4. Different random training data have little effect on training results. For each distinguisher, we randomly generate different chosen plaintexts for 10 experiments, and there are only negligible differences in final accuracy (on the order of magnitude 10^-4).

Frankly, it might make more sense to discuss the differences in the results of taking different network structures, such as fully connected networks, but it is not pointless to focus on the details of residual networks. As mentioned above, small changes in the structure of the residual block can lead to a nonnegligible improvement in the accuracy of the model, thereby reducing the number of chosen plaintexts that are required to attack. This is a revelation that the improvement of the model does not necessarily require a large change in structure, and some small changes may also have considerable effects.

5. Conclusion

In this paper, we focus on evaluating the strength of the SIMON32/64 under the neural differential cryptanalysis and get better results than conventional differential cryptanalysis. We firstly prove theoretically that SIMON is a non-Markov cipher, which means that the analysis results based on the conventional differential cryptanalysis under the Markov assumption may be inaccurate. The neural differential cryptanalysis is independent of the Markov assumption, so we use ciphertext pairs generated by plaintext pairs with a fixed input difference to train 7-, 8-, 9-round neural differential distinguishers, and extend them to 11, 12, 13 rounds with a known differential transition. In order to prove the effectiveness of our neural differential distinguishers, we use them to perform the distinguishing attack and key-recovery attack on the 15-round SIMON32. Our results may not be an attack with the most rounds against SIMON, but they are the least costly at the same level of data and computation. Besides, our work demonstrates the effectiveness of deep learning assisted differential cryptanalysis on SIMON, and by further improving the neural network, better results are bound to be produced.

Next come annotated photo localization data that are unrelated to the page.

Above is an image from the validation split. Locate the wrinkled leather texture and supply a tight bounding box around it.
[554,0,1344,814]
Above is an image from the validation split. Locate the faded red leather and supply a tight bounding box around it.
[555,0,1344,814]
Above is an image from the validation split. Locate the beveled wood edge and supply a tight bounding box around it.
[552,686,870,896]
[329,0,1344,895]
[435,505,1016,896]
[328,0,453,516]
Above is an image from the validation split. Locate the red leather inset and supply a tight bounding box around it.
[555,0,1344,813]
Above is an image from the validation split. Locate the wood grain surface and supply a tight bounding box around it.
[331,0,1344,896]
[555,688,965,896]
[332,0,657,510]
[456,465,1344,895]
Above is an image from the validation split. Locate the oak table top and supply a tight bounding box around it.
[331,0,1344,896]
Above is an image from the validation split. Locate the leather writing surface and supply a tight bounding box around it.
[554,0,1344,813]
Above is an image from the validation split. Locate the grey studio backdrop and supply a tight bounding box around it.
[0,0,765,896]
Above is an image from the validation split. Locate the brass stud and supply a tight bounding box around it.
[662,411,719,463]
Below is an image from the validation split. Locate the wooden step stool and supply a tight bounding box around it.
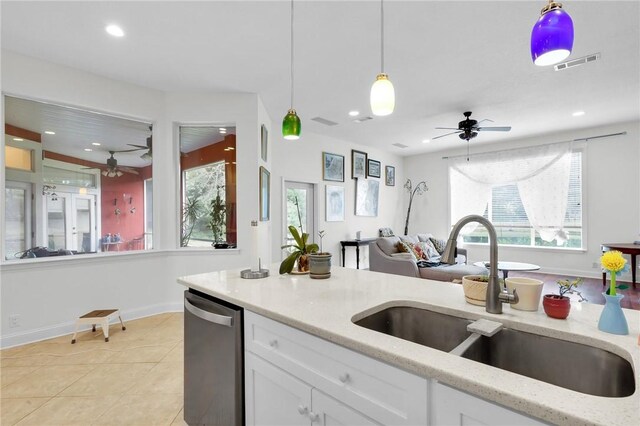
[71,309,127,344]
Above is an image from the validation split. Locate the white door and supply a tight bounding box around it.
[282,181,317,256]
[4,181,34,259]
[44,192,96,253]
[245,352,311,426]
[311,389,381,426]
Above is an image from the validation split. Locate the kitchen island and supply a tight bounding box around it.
[178,265,640,425]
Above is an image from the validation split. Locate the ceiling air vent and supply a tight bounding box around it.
[311,117,338,126]
[553,53,600,71]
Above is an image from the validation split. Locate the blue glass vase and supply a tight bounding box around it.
[598,293,629,334]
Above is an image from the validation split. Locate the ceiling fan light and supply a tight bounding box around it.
[370,73,396,116]
[282,109,302,140]
[531,2,573,66]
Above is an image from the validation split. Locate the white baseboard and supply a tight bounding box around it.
[0,302,184,349]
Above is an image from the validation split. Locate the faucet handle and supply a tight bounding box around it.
[498,288,520,305]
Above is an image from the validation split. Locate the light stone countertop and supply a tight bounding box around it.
[178,264,640,425]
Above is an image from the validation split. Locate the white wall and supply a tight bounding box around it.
[0,51,271,347]
[271,131,405,268]
[404,122,640,279]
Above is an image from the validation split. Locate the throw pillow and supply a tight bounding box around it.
[378,228,393,237]
[429,237,447,254]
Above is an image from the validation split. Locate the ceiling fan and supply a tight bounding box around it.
[123,126,153,160]
[432,111,511,142]
[86,151,138,177]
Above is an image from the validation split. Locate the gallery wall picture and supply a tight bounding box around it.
[260,166,271,222]
[260,124,269,161]
[322,152,344,182]
[356,179,380,216]
[351,149,367,179]
[367,160,380,177]
[325,185,344,222]
[384,166,396,186]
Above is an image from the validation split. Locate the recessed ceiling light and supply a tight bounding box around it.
[105,24,124,37]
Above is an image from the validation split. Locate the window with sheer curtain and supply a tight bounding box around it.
[450,144,585,249]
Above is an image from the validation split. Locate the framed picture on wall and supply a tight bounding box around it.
[384,166,396,186]
[356,179,380,216]
[325,185,344,222]
[322,152,344,182]
[260,124,269,161]
[367,160,380,177]
[260,166,271,222]
[351,149,367,179]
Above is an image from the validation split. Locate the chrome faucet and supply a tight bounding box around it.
[440,214,518,314]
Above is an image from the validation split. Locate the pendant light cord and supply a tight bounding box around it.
[290,0,293,109]
[380,0,384,73]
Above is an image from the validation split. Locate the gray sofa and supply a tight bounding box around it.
[369,234,488,282]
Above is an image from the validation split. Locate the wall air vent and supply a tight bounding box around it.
[553,53,600,71]
[311,117,338,126]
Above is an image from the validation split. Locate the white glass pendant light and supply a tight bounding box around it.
[370,0,396,116]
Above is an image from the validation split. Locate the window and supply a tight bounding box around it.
[180,126,237,248]
[463,152,584,248]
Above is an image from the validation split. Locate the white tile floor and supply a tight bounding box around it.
[0,313,186,426]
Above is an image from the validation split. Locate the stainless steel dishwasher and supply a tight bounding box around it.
[184,289,244,426]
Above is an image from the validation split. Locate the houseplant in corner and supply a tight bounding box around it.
[279,225,318,274]
[542,278,587,319]
[309,231,331,279]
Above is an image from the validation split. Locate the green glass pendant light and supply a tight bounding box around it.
[282,0,302,140]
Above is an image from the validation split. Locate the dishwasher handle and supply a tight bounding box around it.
[184,299,233,327]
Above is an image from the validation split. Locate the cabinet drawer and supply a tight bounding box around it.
[245,311,427,425]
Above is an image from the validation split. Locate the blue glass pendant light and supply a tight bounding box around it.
[531,0,573,66]
[282,0,302,140]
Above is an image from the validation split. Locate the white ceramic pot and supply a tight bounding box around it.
[505,277,544,311]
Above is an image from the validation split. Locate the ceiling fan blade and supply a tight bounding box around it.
[431,130,462,140]
[474,126,511,132]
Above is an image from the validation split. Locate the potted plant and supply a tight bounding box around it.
[542,278,587,319]
[279,225,318,274]
[309,231,331,279]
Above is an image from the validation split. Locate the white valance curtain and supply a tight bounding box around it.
[449,142,571,245]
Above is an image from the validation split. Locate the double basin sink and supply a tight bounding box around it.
[354,306,636,398]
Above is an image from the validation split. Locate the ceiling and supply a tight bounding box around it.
[0,0,640,155]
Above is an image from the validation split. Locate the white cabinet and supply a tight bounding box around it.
[245,353,379,426]
[430,381,546,426]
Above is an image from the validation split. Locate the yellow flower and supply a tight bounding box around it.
[600,250,627,272]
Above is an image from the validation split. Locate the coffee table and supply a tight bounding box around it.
[474,261,540,280]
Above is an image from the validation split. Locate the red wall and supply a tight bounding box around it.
[44,151,151,250]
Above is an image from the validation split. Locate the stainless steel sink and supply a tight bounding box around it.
[355,306,473,352]
[354,306,636,398]
[462,329,636,398]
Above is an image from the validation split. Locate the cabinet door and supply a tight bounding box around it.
[431,382,546,426]
[311,389,380,426]
[245,352,311,426]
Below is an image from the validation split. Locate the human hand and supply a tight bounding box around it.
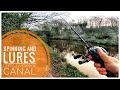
[94,48,119,75]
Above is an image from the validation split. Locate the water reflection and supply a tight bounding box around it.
[48,40,118,58]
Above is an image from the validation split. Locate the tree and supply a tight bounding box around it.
[89,16,103,28]
[107,17,119,27]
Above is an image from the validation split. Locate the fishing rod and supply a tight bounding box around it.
[60,16,115,77]
[60,16,89,49]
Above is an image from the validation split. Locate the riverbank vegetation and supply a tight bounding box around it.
[2,12,119,77]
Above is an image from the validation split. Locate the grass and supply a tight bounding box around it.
[49,47,88,77]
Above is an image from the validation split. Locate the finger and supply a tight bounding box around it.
[97,68,106,72]
[97,48,109,62]
[99,72,107,75]
[88,55,92,60]
[94,63,101,68]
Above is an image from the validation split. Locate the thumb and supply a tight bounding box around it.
[97,48,109,62]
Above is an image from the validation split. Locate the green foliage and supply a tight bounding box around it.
[2,13,32,32]
[49,47,88,77]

Furthermore, the effect of different residual network structures on the training results of neural distinguishers are studied and some observations are presented. It is hoped that our findings will provide some reference for future research.

To be sure, much further work remains to be done. For example, we only consider limited variations of the techniques used in [12], and do not discover significant effects. In the future, we plan to study which components of the network structure used are necessary to obtain good results and how to quickly and accurately determine the neural network for a certain cipher. These allow cryptanalysts to be more targeted when constructing neural networks. Whether neural differential analysis can still achieve better results on Markov cipher than conventional differential cryptanalysis is also worth studying, since there is currently no deep learning assisted differential cryptanalysis for Markov ciphers.